In the 1990s, the property speculator Jesus Gil y Gil became mayor of Marbella, and the town entered a construction boom. The prince pulled out, selling his shares in the Marbella Club due to the area's increasing association with Arab arms traffickers and Russian mafia, whose conspicuous consumption was peppered with violence. He moved to the town of Ronda and successfully turned his efforts to wine-making, with new wife Marilys Haynes. His last wife died on 2 November 2000, apparently taking her own life, the same year he learned he had prostate cancer.

==Marriages and issue==
- He married his first wife HSH Princess Ira zu Fürstenberg on 17 September 1955 (civil) and 21 September 1955 (religious) in Venice, Italy; and the couple were divorced in 1960, annulled in 1969. They had two sons: Prince Christoph "Kiko" von Hohenlohe (1956–2006) and Prince Hubertus of Hohenlohe-Langenburg (1959–).

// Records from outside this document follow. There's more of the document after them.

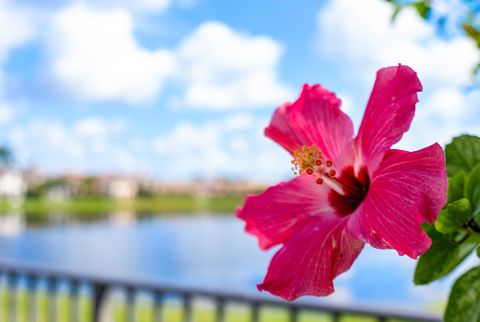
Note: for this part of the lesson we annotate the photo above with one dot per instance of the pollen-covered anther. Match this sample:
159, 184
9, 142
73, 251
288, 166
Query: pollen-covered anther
308, 160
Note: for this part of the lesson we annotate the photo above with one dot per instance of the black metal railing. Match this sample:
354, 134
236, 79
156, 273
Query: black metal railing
39, 294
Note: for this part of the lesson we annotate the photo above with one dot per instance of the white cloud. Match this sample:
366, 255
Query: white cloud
87, 145
96, 57
139, 5
225, 69
219, 148
95, 127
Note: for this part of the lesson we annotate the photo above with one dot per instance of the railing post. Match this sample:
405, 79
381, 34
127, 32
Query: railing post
99, 291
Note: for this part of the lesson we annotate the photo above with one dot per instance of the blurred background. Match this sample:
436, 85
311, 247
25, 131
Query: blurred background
131, 130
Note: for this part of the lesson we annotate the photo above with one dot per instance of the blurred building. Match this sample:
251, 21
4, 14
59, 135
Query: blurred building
12, 184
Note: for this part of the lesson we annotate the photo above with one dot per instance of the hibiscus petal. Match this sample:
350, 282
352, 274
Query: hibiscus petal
407, 189
314, 119
274, 214
311, 259
389, 112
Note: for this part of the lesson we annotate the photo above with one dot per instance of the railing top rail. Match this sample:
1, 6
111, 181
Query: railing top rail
40, 271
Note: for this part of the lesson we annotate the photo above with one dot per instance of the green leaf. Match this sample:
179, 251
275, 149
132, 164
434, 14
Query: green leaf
442, 258
464, 302
454, 216
456, 185
461, 210
423, 9
463, 153
472, 189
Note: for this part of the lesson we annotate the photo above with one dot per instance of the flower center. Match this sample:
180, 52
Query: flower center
355, 189
348, 189
309, 160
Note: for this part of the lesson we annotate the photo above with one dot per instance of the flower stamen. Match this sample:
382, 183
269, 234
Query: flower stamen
309, 160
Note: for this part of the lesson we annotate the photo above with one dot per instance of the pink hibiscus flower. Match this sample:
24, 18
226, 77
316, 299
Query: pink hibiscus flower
349, 191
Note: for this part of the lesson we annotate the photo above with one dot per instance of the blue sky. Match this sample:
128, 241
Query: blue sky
182, 89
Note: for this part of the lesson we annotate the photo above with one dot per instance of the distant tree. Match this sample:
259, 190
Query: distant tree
6, 156
462, 16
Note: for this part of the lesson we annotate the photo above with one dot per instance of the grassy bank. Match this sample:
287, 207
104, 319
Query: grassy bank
144, 312
36, 209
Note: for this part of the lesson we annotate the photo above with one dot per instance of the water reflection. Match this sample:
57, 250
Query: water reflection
122, 218
200, 250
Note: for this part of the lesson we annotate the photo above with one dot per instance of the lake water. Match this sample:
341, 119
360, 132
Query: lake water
205, 251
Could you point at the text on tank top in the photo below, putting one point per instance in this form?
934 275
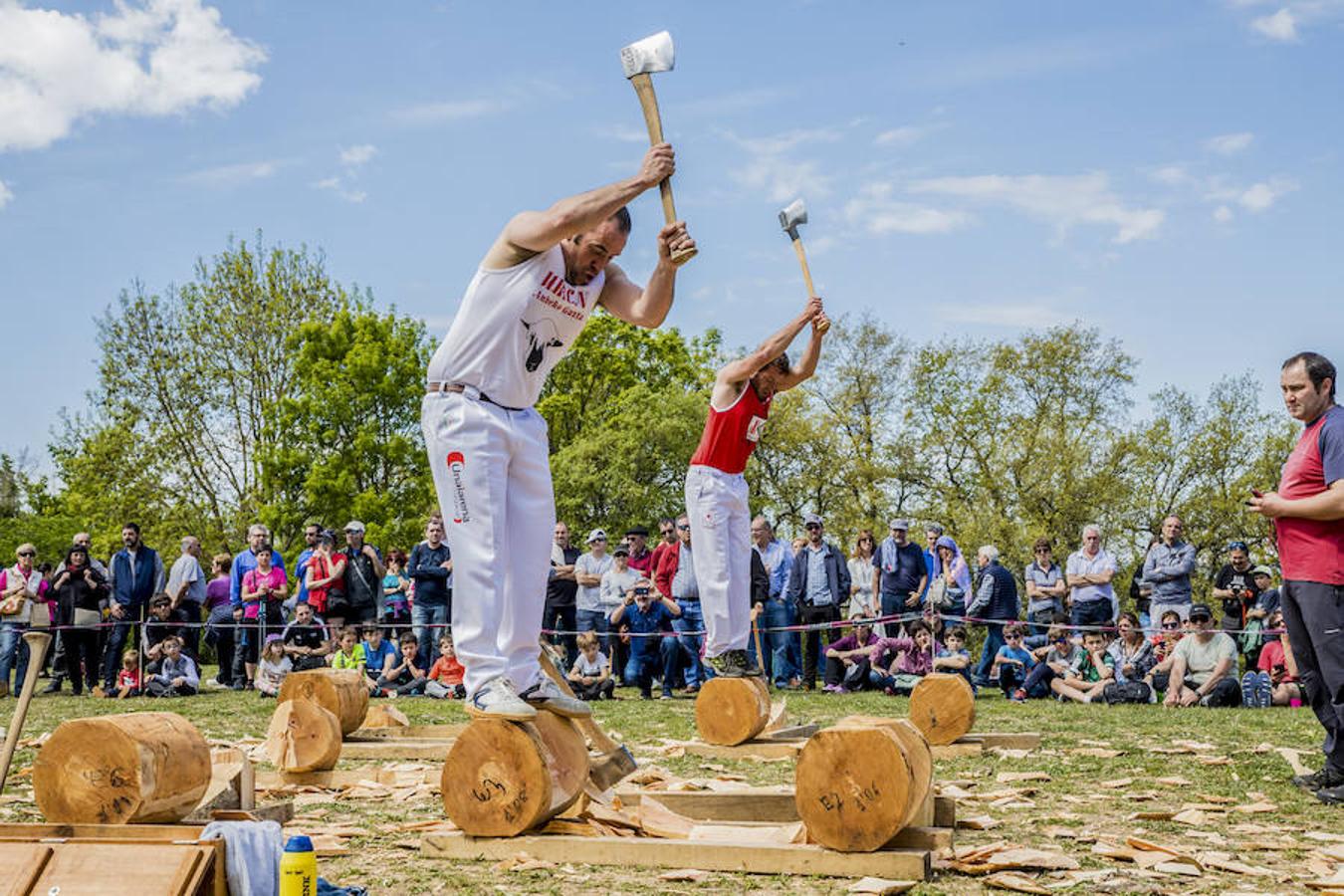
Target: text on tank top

- He married his second wife Jocelyn Lane on 3 May 1973, in Marbella, with whom he had a daughter Princess Arriana Theresa (b. 1975).
- He married Marilys Healing (1941–2000) on 15 February 1991, in Vaduz.
- With former model Heidi Balzer he also has extramarital daughter, Désirée, Countess d'Ursel (b. 1980).

==Death==
Alfonso died in Marbella on 21 December 2003, at the age of 79. He is buried in Cementerio de San Bernabe, Marbella, Spain.